2) Prik khing curry paste made with ginger as a main ingredient. Prik king literally means chilli ginger. But in fact this paste is prepared with dried red chillies, shrimp paste, onion, garlic, lemongrass, kaffir lime peel and galangal.
3) Wash green beans and cut the both end of green beans.
4) Cut green beans into 1.5 " length.
5) Wash kaffir lime leaves.
6) Tear the kaffir lime leaves and thinly slice.
7) When the calamari thawed, wash it very well and drained.
8) Pour 2 cups of water to boil on high heat.
9) When the water is boiling, add calamari to scald for 1-2 minutes.
10) When the calamari is half way to cook then drain and set aside.

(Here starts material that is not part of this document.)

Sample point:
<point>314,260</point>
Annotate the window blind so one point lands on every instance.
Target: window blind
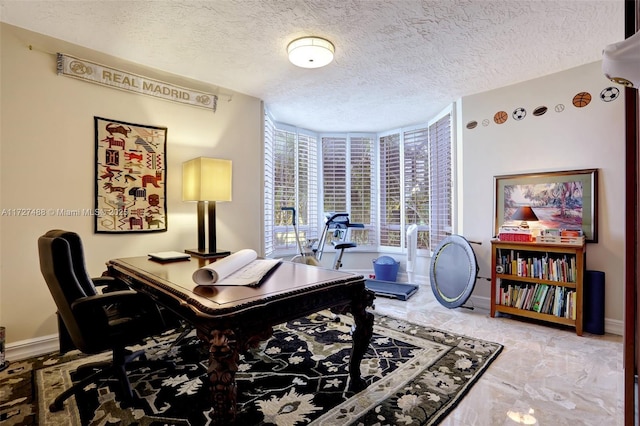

11) Heat canola oil in a pan on medium heat.
12) When the oil is hot, add Prik Khing Paste into the pan. Stir well for a minute.
13) Add scalded calamari.
14) Add thinly sliced kaffir lime leaves. Stir well for another minute until ingredients mix thoroughly.
15) Add cut green beans. Stir well until green beans are getting soft.
16) Season with fish sauce and sugar.
17) Place the stir-Fried calamari with prik khing curry paste on a plate, and serve immediately.